FORT DODGE, Iowa (AP) - Iowa Sen. Joni Ernst expressed frustration Monday that it took President Donald Trump two days to specifically condemn white supremacy after deadly violence at a rally in Virginia.
“Finally!” the Iowa Republican told reporters, referencing Trump’s condemnation of white nationalist groups - including the Ku Klux Klan - two days after a woman protesting the groups was killed in Charlottesville.
Speaking to about 100 people at a middle school in northwest Iowa, Ernst called Trump’s latest statement “strong” but added, “I wish he would have been right out of the game with that.”
The freshman Republican, a rising national figure in the party, said Trump has been quick to voice his opinions on Twitter but shouldn’t have taken so long to denounce what the Justice Department is investigating as an act of domestic terrorism.
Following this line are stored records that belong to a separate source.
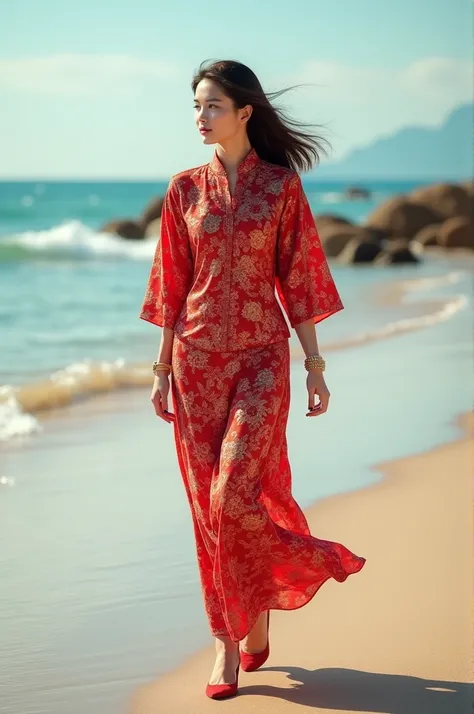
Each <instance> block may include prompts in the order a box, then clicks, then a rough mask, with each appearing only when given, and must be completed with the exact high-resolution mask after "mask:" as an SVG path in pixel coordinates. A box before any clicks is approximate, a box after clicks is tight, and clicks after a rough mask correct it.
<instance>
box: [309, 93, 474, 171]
mask: <svg viewBox="0 0 474 714" xmlns="http://www.w3.org/2000/svg"><path fill="white" fill-rule="evenodd" d="M473 119H474V104H465V105H462V106H460V107H459V108H458V109H456V110H455V111H453V112H452V114H450V115H449V117H448V118H447V120H446V121H445V123H444V124H443V125H442V126H440V127H439V128H436V129H431V128H425V127H407V128H406V129H401V130H400V131H398V132H396V133H394V134H392V135H391V136H387V137H385V138H383V139H378V140H376V141H374V142H373V143H371V144H369V145H367V146H365V147H361V148H359V149H355V150H354V151H352V152H351V153H350V154H349V155H348V156H347V157H346V158H345V159H342V160H340V161H333V162H328V163H327V164H323V165H322V166H320V167H319V168H318V169H317V170H316V171H315V172H314V173H313V174H312V176H314V178H318V179H325V178H334V179H337V178H343V179H354V180H359V179H369V178H372V179H377V178H387V179H388V178H393V179H418V178H421V179H425V178H427V179H453V180H455V179H462V178H470V177H472V173H473V160H474V159H473Z"/></svg>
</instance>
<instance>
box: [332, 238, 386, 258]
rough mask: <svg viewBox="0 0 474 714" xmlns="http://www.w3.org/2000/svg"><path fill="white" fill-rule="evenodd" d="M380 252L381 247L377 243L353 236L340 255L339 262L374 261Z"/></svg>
mask: <svg viewBox="0 0 474 714" xmlns="http://www.w3.org/2000/svg"><path fill="white" fill-rule="evenodd" d="M380 252H381V248H380V246H379V245H378V244H377V243H374V242H373V241H368V240H367V241H364V240H359V239H358V238H353V239H352V240H351V241H350V242H349V243H348V244H347V245H346V247H345V248H344V250H343V251H342V252H341V254H340V255H339V257H338V262H340V263H345V264H347V265H356V264H359V263H373V262H374V260H375V258H376V257H377V256H378V255H379V254H380Z"/></svg>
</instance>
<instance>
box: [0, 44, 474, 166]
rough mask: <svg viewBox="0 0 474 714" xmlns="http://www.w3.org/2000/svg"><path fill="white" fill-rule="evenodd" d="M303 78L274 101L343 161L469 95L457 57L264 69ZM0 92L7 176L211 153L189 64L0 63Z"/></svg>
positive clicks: (120, 164)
“We do want a quick response,” said Ernst, whom Trump met with in 2016 as he was weighing his choice of running mate. “I’m hopeful that - should anything like that ever occur again - that the president would be right out there saying, ’this is not OK.’”
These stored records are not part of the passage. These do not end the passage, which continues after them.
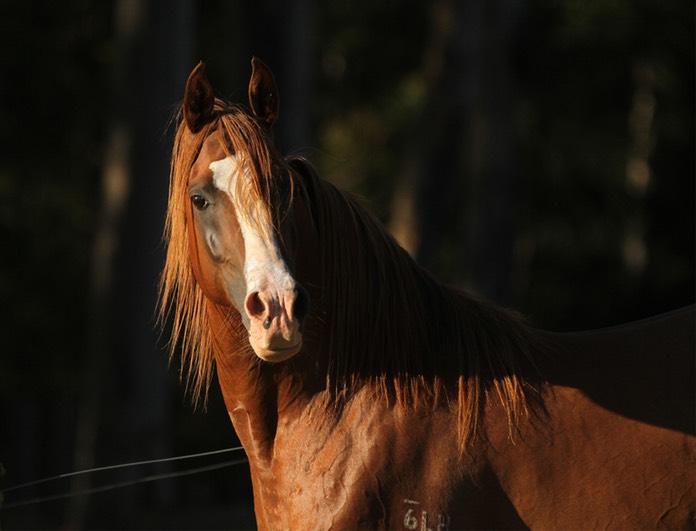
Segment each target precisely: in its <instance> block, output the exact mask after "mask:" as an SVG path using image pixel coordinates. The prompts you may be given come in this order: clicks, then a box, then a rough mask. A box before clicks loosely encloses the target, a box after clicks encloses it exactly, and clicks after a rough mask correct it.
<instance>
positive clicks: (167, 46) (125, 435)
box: [68, 0, 193, 528]
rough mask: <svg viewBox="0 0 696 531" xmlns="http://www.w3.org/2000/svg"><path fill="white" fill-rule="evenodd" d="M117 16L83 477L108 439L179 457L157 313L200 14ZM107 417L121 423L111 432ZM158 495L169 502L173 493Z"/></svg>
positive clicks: (177, 13) (95, 245) (75, 522)
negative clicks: (172, 156) (166, 132)
mask: <svg viewBox="0 0 696 531" xmlns="http://www.w3.org/2000/svg"><path fill="white" fill-rule="evenodd" d="M115 7H116V16H115V28H116V40H115V42H116V50H117V52H118V55H117V56H116V58H115V61H114V73H113V80H114V84H115V91H114V94H113V103H112V111H111V118H110V123H109V126H108V132H107V143H106V156H105V159H104V167H103V174H102V206H101V208H100V222H99V225H98V228H97V231H96V235H95V242H94V250H93V255H92V256H93V259H92V260H93V261H92V284H91V290H92V292H91V298H90V301H91V311H90V334H89V344H88V352H89V353H90V356H89V358H88V363H87V364H86V365H85V369H86V370H85V373H84V384H83V385H84V389H83V395H82V398H81V401H80V405H81V409H80V416H79V417H78V438H77V444H76V454H75V455H76V458H75V462H76V466H77V467H78V468H79V469H87V468H90V467H92V466H94V465H95V460H94V459H95V449H96V448H97V446H96V441H97V435H98V434H99V432H100V431H101V435H102V436H104V437H106V440H108V441H113V440H116V441H118V442H119V444H118V449H117V450H116V451H115V452H110V451H108V449H106V451H102V452H101V454H102V455H106V456H110V457H111V459H110V460H113V459H129V458H130V459H133V460H137V459H147V458H157V457H161V456H163V455H171V453H172V446H171V440H170V438H169V436H168V424H169V422H170V418H169V415H170V411H171V406H170V403H169V402H170V398H169V397H170V396H171V393H170V391H169V390H168V388H167V382H168V378H167V374H166V372H165V371H163V368H164V366H165V364H164V359H165V358H164V355H163V354H162V353H161V351H159V349H158V348H157V331H156V327H155V322H154V313H155V307H156V300H157V283H158V277H159V272H160V270H161V266H162V255H161V245H160V244H159V242H160V239H161V234H162V229H163V219H162V212H164V210H165V208H166V198H167V187H168V167H169V158H170V151H169V145H170V144H171V136H169V137H166V136H164V134H165V132H166V130H165V128H166V124H167V122H168V120H169V119H170V118H171V115H172V113H173V111H174V109H175V103H176V102H177V101H178V99H179V97H180V96H179V91H180V87H182V86H183V85H184V83H185V80H186V76H187V73H188V72H187V68H188V65H189V64H190V63H191V58H190V55H191V54H190V48H191V42H192V31H193V27H192V23H193V18H192V15H193V13H192V9H193V8H192V4H191V2H189V1H188V0H178V1H177V2H170V1H164V0H150V1H148V2H142V1H140V0H118V1H117V2H116V4H115ZM164 138H168V139H169V142H164V141H163V139H164ZM158 353H159V355H158ZM107 375H108V377H107ZM124 391H126V392H125V393H124ZM106 404H108V407H105V406H106ZM104 417H108V418H110V419H112V421H111V422H110V423H109V424H108V425H104V424H103V423H102V422H100V421H101V419H103V418H104ZM88 485H89V476H76V478H75V480H74V482H73V486H74V490H76V491H80V490H84V489H85V488H86V487H87V486H88ZM129 493H130V499H131V503H130V504H129V505H135V506H137V505H138V504H140V503H143V502H144V500H143V499H142V498H143V495H142V492H140V493H139V494H137V495H136V489H130V490H129ZM158 493H159V495H160V499H159V501H160V503H161V502H162V501H164V500H163V499H162V496H163V495H164V493H163V492H162V491H158ZM170 497H171V494H170ZM136 500H138V503H135V502H136ZM85 502H86V498H84V497H78V498H74V499H73V503H72V504H71V509H70V514H69V518H68V527H70V528H80V527H82V526H83V525H84V522H85V509H86V505H85ZM113 518H116V515H114V516H113ZM117 525H118V524H117Z"/></svg>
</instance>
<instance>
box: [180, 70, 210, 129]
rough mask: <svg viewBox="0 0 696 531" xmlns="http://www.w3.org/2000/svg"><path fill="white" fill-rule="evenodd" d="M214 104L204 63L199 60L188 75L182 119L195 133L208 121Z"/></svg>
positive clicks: (202, 127) (184, 99)
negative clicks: (205, 72)
mask: <svg viewBox="0 0 696 531" xmlns="http://www.w3.org/2000/svg"><path fill="white" fill-rule="evenodd" d="M214 105H215V93H214V91H213V86H212V85H211V84H210V81H209V80H208V76H207V75H206V73H205V63H204V62H203V61H201V62H200V63H198V65H197V66H196V68H194V69H193V71H192V72H191V74H190V75H189V78H188V81H187V82H186V93H185V94H184V120H185V121H186V125H188V128H189V129H190V130H191V132H192V133H197V132H198V131H200V130H201V129H202V128H203V126H204V125H205V124H207V123H208V122H209V121H210V119H211V117H212V115H213V107H214Z"/></svg>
Ernst followed fellow Republican senators, including Colorado’s Cory Gardner, who implored Trump for a direct denunciation of white supremacist groups Sunday. But Ernst’s political course is trickier than Gardner’s because she represents a state Trump carried last year by a healthy margin.
However, the Des Moines Register’s July Iowa Poll showed a majority of Iowans disapproving of the president’s performance, due mostly to a spike in dissatisfaction from independent voters.
Ernst has been a loyal supporter of most of Trump’s agenda, though she was quick to point out times when she has disagreed with the president.
This month, she opposed Trump’s decision to bar transgender Americans from serving in the military. As a member of the Senate Armed Services Committee, she also has urged Trump to take a tougher stance on Russia’s military and cyber interference in the U.S. and elsewhere.
Still, she supported the president’s withdrawal from the Paris climate accord in June, and has said she wants the Senate to continue to pursue repeal of the 2010 Affordable Care Act. Trump had expressed that desire too, despite Majority Leader Mitch McConnell’s decision to move on after the GOP-controlled Senate failed to advance such legislation last month.
“It is imperative we not simply walk away from our effort to repeal and replace ObamaCare,” Ernst wrote to McConnell this month, echoing Trump’s public pronouncements toward the Kentucky Republican.
And yet, Ernst told the audience the fate of the United States rests with the success of the president, like him or not.
“I may not support everything that Donald Trump says, but he is my president and he is your president,” she said.